Subsection 7.1.5 Scaled Partial Pivoting

\begin{equation*} \begin{aligned}0.7 x_{1} + 1725 x_{2}\amp = 1739 \\ 0.4352 x_{1} -5.433 x_{2}\amp = 3.271\end{aligned} \end{equation*}
which has a solution \(x_{1}=1\) and \(x_{2} = 20\text{.}\)
Using Partial Pivoting, the largest element in the first column is in row 1, so we pivot about that element to get:
\begin{equation*} \begin{aligned}0.7x_{1} +1725 x_{2}\amp = 1739 \\ -1077x_{2}\amp = -1078\end{aligned} \end{equation*}
so \(x_{2} = 1.001\) and \(x_{1} = 17.14\text{.}\)
The reason partial pivoting didn’t work is that we didn’t take into account the fact that the absolute value of the largest does not matter. Instead, we should actually look at the relatively largest value (relative to others in the row).

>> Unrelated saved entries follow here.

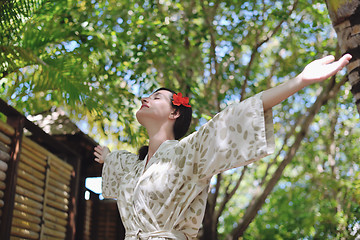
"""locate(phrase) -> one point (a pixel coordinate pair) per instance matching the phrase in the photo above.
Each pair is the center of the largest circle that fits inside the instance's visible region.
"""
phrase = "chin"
(140, 117)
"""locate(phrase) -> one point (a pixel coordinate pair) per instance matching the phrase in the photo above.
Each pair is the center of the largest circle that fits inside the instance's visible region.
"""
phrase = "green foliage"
(95, 59)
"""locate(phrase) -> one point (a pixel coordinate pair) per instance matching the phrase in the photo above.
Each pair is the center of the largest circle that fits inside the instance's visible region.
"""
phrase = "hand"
(323, 68)
(101, 153)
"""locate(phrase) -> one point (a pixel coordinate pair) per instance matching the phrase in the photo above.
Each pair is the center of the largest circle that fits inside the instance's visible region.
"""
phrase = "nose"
(145, 100)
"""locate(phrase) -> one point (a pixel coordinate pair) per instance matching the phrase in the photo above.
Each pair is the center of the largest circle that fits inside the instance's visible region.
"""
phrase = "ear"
(174, 114)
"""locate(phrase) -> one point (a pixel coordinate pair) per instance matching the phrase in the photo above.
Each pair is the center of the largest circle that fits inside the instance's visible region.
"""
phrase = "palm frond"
(13, 15)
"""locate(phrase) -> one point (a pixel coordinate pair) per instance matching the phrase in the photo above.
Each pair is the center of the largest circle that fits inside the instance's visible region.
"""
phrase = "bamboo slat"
(56, 205)
(32, 163)
(54, 226)
(59, 178)
(54, 197)
(27, 209)
(55, 212)
(30, 194)
(59, 162)
(17, 222)
(7, 129)
(17, 238)
(59, 185)
(2, 185)
(35, 189)
(33, 151)
(28, 201)
(4, 147)
(24, 175)
(2, 175)
(26, 216)
(18, 232)
(4, 156)
(31, 171)
(54, 219)
(3, 165)
(57, 192)
(51, 232)
(46, 237)
(5, 139)
(60, 166)
(37, 159)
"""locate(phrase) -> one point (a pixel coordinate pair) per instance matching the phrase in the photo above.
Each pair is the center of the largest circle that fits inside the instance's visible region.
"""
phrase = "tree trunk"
(345, 17)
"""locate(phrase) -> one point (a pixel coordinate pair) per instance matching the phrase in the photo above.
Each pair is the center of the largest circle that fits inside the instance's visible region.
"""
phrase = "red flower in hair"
(180, 100)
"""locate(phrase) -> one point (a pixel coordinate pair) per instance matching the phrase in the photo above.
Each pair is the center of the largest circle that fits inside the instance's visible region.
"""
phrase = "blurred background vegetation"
(95, 59)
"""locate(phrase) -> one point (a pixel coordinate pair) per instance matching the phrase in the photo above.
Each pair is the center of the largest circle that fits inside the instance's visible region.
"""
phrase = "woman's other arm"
(315, 71)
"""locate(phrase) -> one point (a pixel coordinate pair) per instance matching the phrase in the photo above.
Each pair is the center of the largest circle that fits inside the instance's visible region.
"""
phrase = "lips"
(144, 105)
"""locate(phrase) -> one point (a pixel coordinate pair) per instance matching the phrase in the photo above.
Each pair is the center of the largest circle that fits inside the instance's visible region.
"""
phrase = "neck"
(156, 138)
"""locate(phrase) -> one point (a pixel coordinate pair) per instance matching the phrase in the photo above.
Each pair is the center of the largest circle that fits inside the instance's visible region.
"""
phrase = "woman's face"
(155, 107)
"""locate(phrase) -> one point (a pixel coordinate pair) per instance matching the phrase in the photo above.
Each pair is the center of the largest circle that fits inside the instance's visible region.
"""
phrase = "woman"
(164, 195)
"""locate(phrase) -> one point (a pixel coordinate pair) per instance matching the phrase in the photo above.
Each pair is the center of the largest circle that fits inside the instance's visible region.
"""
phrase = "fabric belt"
(139, 234)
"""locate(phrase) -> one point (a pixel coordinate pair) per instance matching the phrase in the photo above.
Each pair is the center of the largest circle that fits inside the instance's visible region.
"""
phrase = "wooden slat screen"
(42, 190)
(5, 142)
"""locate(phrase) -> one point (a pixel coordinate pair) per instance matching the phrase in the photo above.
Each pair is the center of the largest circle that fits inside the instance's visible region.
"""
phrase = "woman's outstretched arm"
(315, 71)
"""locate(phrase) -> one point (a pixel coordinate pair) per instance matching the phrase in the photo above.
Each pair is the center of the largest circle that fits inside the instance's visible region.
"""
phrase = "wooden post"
(17, 122)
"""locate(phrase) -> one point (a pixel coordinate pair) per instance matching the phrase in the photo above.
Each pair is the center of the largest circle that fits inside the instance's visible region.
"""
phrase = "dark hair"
(181, 126)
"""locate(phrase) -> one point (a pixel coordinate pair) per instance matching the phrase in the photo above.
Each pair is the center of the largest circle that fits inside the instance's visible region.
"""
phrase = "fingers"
(98, 152)
(327, 59)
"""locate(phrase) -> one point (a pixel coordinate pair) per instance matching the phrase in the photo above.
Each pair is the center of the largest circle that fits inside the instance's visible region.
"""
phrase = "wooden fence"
(42, 185)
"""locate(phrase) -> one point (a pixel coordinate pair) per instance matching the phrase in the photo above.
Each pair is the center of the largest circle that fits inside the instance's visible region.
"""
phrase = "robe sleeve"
(111, 174)
(238, 135)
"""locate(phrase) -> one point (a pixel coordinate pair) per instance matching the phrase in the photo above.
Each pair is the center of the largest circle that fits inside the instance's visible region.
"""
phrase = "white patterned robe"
(166, 200)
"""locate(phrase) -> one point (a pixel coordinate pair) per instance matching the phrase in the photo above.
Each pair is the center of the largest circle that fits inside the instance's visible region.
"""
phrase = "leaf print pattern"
(167, 199)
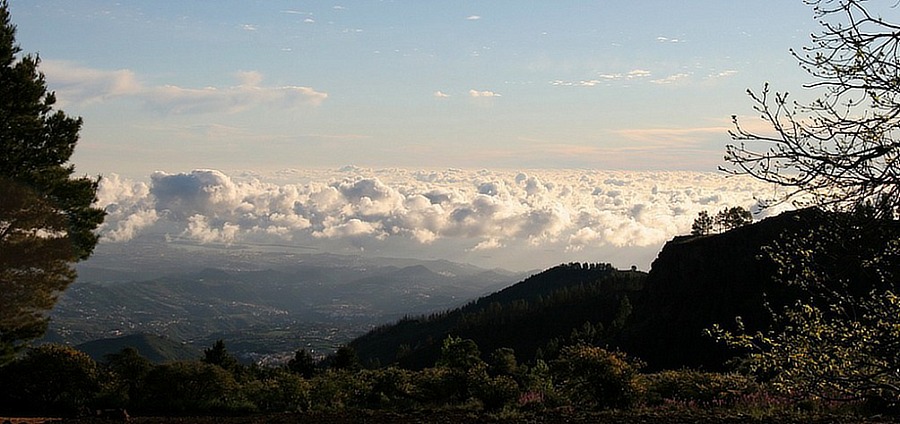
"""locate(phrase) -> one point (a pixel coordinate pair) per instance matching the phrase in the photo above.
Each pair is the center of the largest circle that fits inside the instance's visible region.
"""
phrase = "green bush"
(278, 391)
(701, 388)
(594, 377)
(191, 387)
(495, 393)
(51, 379)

Since \(0.4352/0.5433 > 0.7/1725\text{,}\) we should pivot about the 2nd row, first column, to get:
\begin{equation*} \begin{aligned}1734 x_{2}\amp = 1734 \\ 0.4352 x_{1} -5.433 x_{2}\amp = 3.271\end{aligned} \end{equation*}
which results in \(x_{2}=1.000\) and \(x_{1} = 20.00\text{,}\) the exact result to 4 decimals.